What gets me about them is how they think people will behave rationally out of self interest, but then do everything in their power to prevent punishment for mis deeds. It has to fail on that accord alone. People will take unlimited risk with limited danger. Which is good in areas that are safe, but unfortuitous in arenas of piossible danger to societal bonds, such as the ones we have in a modern economy.

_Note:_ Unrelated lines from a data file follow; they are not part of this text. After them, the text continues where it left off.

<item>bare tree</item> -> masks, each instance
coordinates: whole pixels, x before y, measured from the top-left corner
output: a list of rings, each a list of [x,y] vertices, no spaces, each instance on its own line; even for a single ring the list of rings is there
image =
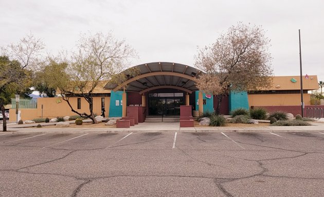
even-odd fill
[[[52,73],[48,75],[49,83],[51,83],[51,87],[59,89],[73,112],[97,123],[93,112],[95,89],[98,86],[103,87],[107,80],[124,69],[129,58],[136,57],[136,53],[124,40],[116,40],[111,32],[84,34],[77,47],[78,51],[73,55],[71,62],[60,72],[62,74]],[[89,104],[89,114],[73,108],[69,101],[73,97],[84,98]]]
[[[17,43],[11,43],[2,48],[5,55],[18,61],[23,68],[37,68],[45,44],[41,38],[35,37],[31,33],[27,34]]]
[[[261,27],[239,23],[211,46],[199,49],[195,66],[205,73],[196,85],[217,95],[217,114],[222,98],[230,91],[255,90],[271,84],[269,42]]]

I apologise for my writing style and skills, I can talk better than I can write, my fingers simply can't keep up with my mouth.

purenoiz
BTW, Joeseph I just watched the German film der leben das anderen, about the stassi. Compare their action to what FB etc lays out, and the telecom protections, I thinkk we should be scared of this and any other administration. Is that Mcarthy knocking again?

purple said...

If the Chinese were thinking long term "for centuries" how does that explain the situation they found themselves in when confronted by British capitalism 150 years ago ?

Chinese banking is held together by the export surplus. If exports collapse then their banking system does as well. Massive government investment can only continue as long as losses are papered over by that surplus.

This is why China will never listen to the West when it comes to yuan revaluation - and why confrontation is unavoidable. Unfortunately for China, they are resented by other Asian 'elites' as well as those in the West.

Anonymous said...

I was in China last May and TJ is right, there are unbelievable building booms going on. There is great prosperity, but there is still a lot of grinding poverty. I had the opportunity to go off the beaten path and even on the little islands an hour off the coast of Shanghai, there were vast empty condo developments that seemed to be built in anticipation of prosperity, but a lot of people were very, very poor, living in ancient huts amid piles of garbage, often side-by-side with modern buildings.
Everywhere you can see that the government is trying to employ as many people as possible, as there are women with giant brooms sweeping the squares, flowers everywhere that need tending. Even the highways in Shanghai and Beijing are decorated with flowers, with flower boxes even hanging on the rails of the overpasses. The Chinese love to decorate!
And yes, they need to keep working on the air pollution. The air is really thick in places.
I would love to go back again.

Trojan Joe said...

To commenter Purple (above): Chinese civilizaton has flourished not just for centuries but for more than three millennia. No other civilization on earth can compare to that kind of longevity. Protected by desert to the northwest, the Himalayas to the southwest, and the Pacific to the east, it flowered in relative isolation. Granted, when the Chinese empire opened up to Western powers like England, its resource were exploited; but by biding its time, China got back the now-propserous enclave of Hong Kong--for free--and China's economy has now leap-frogged England's. So who won? China's GDP is now third in the world, behind Japan and the U.S. Unlike the Japanese, the Chinese have enough raw materials and a big enough labor force to be self-sufficient, like America in the 20th century. Yes, the Chinese are now affected by global economics, and they face the challenges of pollution and income inequality. But they've got the wherewithal to endure, including the world's largest army and vast reserves of the competitors' currency. They can and do wait for their opportunities.

In the 1970s, Chinese premier Zhou En-Lai was asked what he thought of the French Revolution. He famously replied: "It's too early to tell."

beeta said...

anon 9:37
The first thing Robert would do would be to take the "right" to vote away from people for being mere citizens and make it an "earned privilege".